P/1 - E como é que era a relação do pai dele com ele?
R - Meu pai teve pouco relacionamento com o pai dele.
P/1 - Por que morreu cedo?
R - Ele era jovem. Minha vó era o máximo, minha vó era super… uma pessoa bárbara também, as avós eram bem legais. Eu conheci ela pouco, porque ela faleceu, eu tinha poucos anos, me recordo vagamente dela, mas a gente vai fazendo memória às custas da memória dos outros. E a mamãe sempre repetia algumas coisas, quando ela se tornou avó, sogra. Ela falava, “eu vou fazer igual a Dona Maria Antônia, eu vou ser sempre uma visita, porque quando a gente é visita não tem encrenca.” E a minha vó era sempre visita, então ela era sábia, e ela foi sábia até morrer. E ela tinha assim, a família do papai era também uma família avant-garde, todas as filhas dela, que não foram muitas, só 3, são 7 homens e 3 mulheres, as 3 mulheres trabalharam, até se aposentar. Minha tia, uma delas, era minha madrinha de crisma, ela foi diretora Madre Alix, mais velha que o papai, todas foram professoras, naquela época, mesmo casadas trabalhavam. Então eram pessoas assim, modernas para a época, eu acho. Eu nunca tive esse problema não, ao contrário, minha mãe sempre me estimulou para trabalhar também. O irmão da minha mãe já era assim. Mas a vovó Maria Antônia, ela se dava bem com a minha vó também, mas elas conviveram pouco no final. Mas ela falava: “Ernestinho, Ernestinho, você não toma juízo.” Quando ele engravidou, mais um filho, então ela era muito lúcida. E quando ela faleceu, morreu de uma maneira super bonita, que ela começou a passar mal, chamaram meu pai, meu pai chegou lá, “vou chamar a ambulância”, ela falou: “não precisa Ernestinho, eu já estou indo”, e se foi! Ela era muito especial. Tenho uma única lembrança, que é uma manta que ela fez para mim, tenho até hoje. Esses dias eu estava vendo os carros, eu falei: gente, ela deve ter uns 65 anos essa manta. E olha, são lindas, as cores da lã, sem bolinha, sem nada, é uma coisa impressionante, impressionante. Então a gente vai cerzindo memórias, mesmo que você não tivesse conhecido. E nós todos somos mais parecidos com a família dele, Minha mãe, coitada, ela tinha o narizinho bonitinho, ninguém herdou esse narizinho bonitinho, tudo narigudo, nós somos 5.
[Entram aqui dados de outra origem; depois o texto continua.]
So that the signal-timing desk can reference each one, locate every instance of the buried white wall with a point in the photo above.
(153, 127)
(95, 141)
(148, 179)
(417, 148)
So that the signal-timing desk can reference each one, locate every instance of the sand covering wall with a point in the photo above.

P/1 - Chica, e como seu pai conseguiu se formar médico?
R - Então, ele morou com a tia Cinira, ele tem um irmão mais velho, que se chama João, meu irmão do meio se chama João José Passos Sobrinho, em homenagem a ele. E o tio João era um cara que se deu muito bem na vida, então ele ajudou muito vários irmãos, inclusive o meu pai. Mas o papai trabalhou a vida inteira em correio, ele trabalhou no jockey clube, ele trabalhava de noite para poder… ele estudou na pinheiros. Fazia escola pública antes e depois entrou na pinheiros, tudo público, mas os cursos eram elevados, né? Então ele foi morar com a minha tia para poder fazer a faculdade, mas ele sempre trabalhou. E a minha mãe conta, que por isso o meu avô não queria o casamento, ela sofreu um bocadinho, mas depois se tornaram ótimos amigos. Mas o vovô até confiar, levou um tempo.
P/1 - E você sabe como o seu pai e sua mãe se conheceram?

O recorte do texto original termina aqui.